19. Hukuk Dairesi Esas No: 2015/2711 Karar No: 2016/1464 Karar Tarihi: 03.02.2016
Yargıtay 19. Hukuk Dairesi 2015/2711 Esas 2016/1464 Karar Sayılı İlamı
Özet:
Davalı, müvekkilinin ürünlerini tanıtım, reklam ve aktivasyonları yapması karşılığında satmayı üstlendiği halde bunu yapmadığı için ürünlerin müvekkilinde kaldığını ve kar kaybına uğradığını iddia ederek, sözleşmenin feshedilmesini ve bedelin talep edildiğini ancak ödenmediğini söyleyerek, takibin devamını talep etmiştir. Davalı, böyle bir sözleşme olmadığını ve ürünlerin iade alınacağına dair bir vaadinin olmadığını belirterek davanın reddedilmesini ve kötü niyet tazminatına karar verilmesini istemiştir. Mahkeme, herhangi bir sözleşme bulunmadığını, yazılı delil bulunmadığı için davacının beyanlarına itibar edilemeyeceğini ve davacının talebinin reddedilmesine karar vermiştir. Kanun maddeleri: Borçlar Kanunu madde 125, Hukuk Muhakemeleri Kanunu madde 282.

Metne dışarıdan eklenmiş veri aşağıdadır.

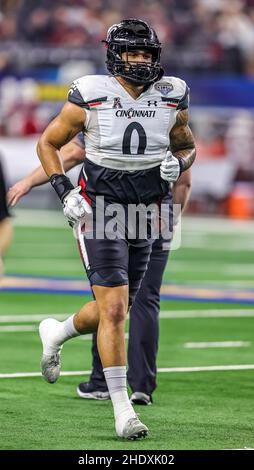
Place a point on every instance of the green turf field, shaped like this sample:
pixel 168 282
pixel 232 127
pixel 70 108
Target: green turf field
pixel 193 409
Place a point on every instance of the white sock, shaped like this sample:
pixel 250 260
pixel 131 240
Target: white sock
pixel 117 387
pixel 64 330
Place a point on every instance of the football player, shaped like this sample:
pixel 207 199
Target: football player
pixel 144 314
pixel 5 222
pixel 135 123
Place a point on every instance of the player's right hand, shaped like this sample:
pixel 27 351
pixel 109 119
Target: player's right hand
pixel 17 191
pixel 75 207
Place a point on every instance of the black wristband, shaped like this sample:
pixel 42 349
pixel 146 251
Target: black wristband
pixel 62 185
pixel 181 165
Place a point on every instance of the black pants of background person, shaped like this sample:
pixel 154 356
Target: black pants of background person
pixel 143 333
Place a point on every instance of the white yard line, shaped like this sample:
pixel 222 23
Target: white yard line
pixel 161 370
pixel 32 318
pixel 17 329
pixel 213 313
pixel 217 344
pixel 204 313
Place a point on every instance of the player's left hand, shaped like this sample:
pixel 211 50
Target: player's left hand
pixel 170 168
pixel 75 207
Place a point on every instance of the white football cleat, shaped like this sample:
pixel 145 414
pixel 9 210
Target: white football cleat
pixel 50 361
pixel 134 429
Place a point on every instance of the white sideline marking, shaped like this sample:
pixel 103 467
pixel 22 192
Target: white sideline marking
pixel 31 318
pixel 163 314
pixel 213 313
pixel 162 370
pixel 217 344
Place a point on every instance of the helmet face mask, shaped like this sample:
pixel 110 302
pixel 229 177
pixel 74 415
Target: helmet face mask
pixel 132 35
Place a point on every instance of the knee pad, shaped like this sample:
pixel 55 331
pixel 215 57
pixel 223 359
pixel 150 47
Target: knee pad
pixel 108 277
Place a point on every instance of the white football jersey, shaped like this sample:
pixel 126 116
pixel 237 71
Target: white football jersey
pixel 124 133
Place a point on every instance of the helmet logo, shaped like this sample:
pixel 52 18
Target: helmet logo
pixel 164 88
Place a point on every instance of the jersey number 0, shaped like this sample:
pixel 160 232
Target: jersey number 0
pixel 127 138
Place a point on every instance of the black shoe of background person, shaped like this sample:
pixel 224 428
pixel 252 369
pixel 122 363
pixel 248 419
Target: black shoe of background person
pixel 91 391
pixel 140 398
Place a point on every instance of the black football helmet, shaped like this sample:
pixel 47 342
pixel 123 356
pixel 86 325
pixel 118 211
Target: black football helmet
pixel 129 35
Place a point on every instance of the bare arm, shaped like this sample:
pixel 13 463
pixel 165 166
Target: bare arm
pixel 71 154
pixel 182 141
pixel 59 132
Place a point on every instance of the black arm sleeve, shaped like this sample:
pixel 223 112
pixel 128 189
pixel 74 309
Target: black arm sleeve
pixel 184 101
pixel 74 96
pixel 3 205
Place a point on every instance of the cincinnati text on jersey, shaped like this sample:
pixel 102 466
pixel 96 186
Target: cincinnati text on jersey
pixel 130 113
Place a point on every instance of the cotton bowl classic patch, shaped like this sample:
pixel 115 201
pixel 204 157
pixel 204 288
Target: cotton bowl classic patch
pixel 164 88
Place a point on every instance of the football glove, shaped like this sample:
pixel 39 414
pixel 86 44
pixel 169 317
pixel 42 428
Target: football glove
pixel 75 207
pixel 171 168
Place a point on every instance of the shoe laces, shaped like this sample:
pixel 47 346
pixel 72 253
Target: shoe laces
pixel 54 360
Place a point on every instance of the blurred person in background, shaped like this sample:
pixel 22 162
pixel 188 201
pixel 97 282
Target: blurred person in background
pixel 144 313
pixel 5 222
pixel 123 171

19. Hukuk Dairesi 2015/2711 E. , 2016/1464 K.
"İçtihat Metni"
MAHKEMESİ :Asliye Hukuk Mahkemesi
Taraflar arasındaki itirazın iptali davasının yapılan yargılaması sonunda ilamda yazılı nedenlerden dolayı davanın reddine yönelik olarak verilen hükmün davacı vekili tarafından temyiz edilmesi üzerine dosya incelendi, gereği konuşulup düşünüldü. -KARAR- Davacı vekili, müvekkili ile davalı arasında imzalanan sözleşme kapsamında davalı ürünlerini, davalının bu ürünlerin tanıtım, reklam ve aktivasyonları yapması karşılığında satmayı üstlendiğini, davalının kendi ürünlerinin tanıtımını yapmamış olması sebebiyle müvekkilinin elinde ürünlerin kaldığını ve kar kaybına uğradığını, bu durumda sözleşmenin feshedilerek malların iadesi ile bedelinin keşide edilen ihtarname ile talep edildiğini ancak ödenmediğini ileri sürerek, bu sebeple davalıya karşı başlatılan ilamsız icra takibine vaki itirazın iptali ile takibin devamına, icra inkar tazminatına karar verilmesini talep ve dava etmiştir. Davalı şirket yetkilisi, müvekkilinin yerleşim yeri olan ... Mahkemelerinin yetkili olduğunu, taraflar arasında yazılı ya da sözlü bir anlaşma bulunmadığını, davacının aynı konuda icra hukuk mahkemesinde açmış olduğu davanın reddedildiğini, müvekkili şirketin tanıtım, reklam ve aktivasyon yapacağına dair yazılı veya sözlü bir vaadi bulunmadığı gibi satılan malların iade alınacağına dair bir vaadinin de bulunmadığını, kaldı ki malların iade edilmediğini ileri sürerek, davanın reddi ile kötü niyet tazminatına karar verilmesini istemiştir. Mahkemece yapılan yargılamada toplanan delillere göre; davacı tarafından ileri sürüldüğü üzere ürünlerin satışına ilişkin ve davalı şirketin uzman görevlendirmesi ve reklam yapacağı hususlarında herhangi bir sözleşmenin bulunduğuna dair yazılı delil ibraz edilemediği, davalı tarafından da kabul edilmeyen sözleşmeye ilişkin yazılı delil ibraz edemeyen davacının sadece aradaki ticari ilişkiyi ortaya koyan faturalara ve tanık beyanlarına itibar edilemeyeceği gerekçesiyle davanın reddine karar verilmiş, hüküm davacı vekilince temyiz edilmiştir. Dosyadaki yazılara kararın dayandığı delillerle gerektirici sebeplere, delillerin takdirinde bir isabetsizlik bulunmamasına göre, davacı vekilinin yerinde görülmeyen bütün temyiz itirazlarının reddiyle usul ve kanuna uygun bulunan hükmün ONANMASINA, aşağıda yazılı onama harcının temyiz edenden alınmasına, 03.02.2016 gününde oybirliğiyle karar verildi.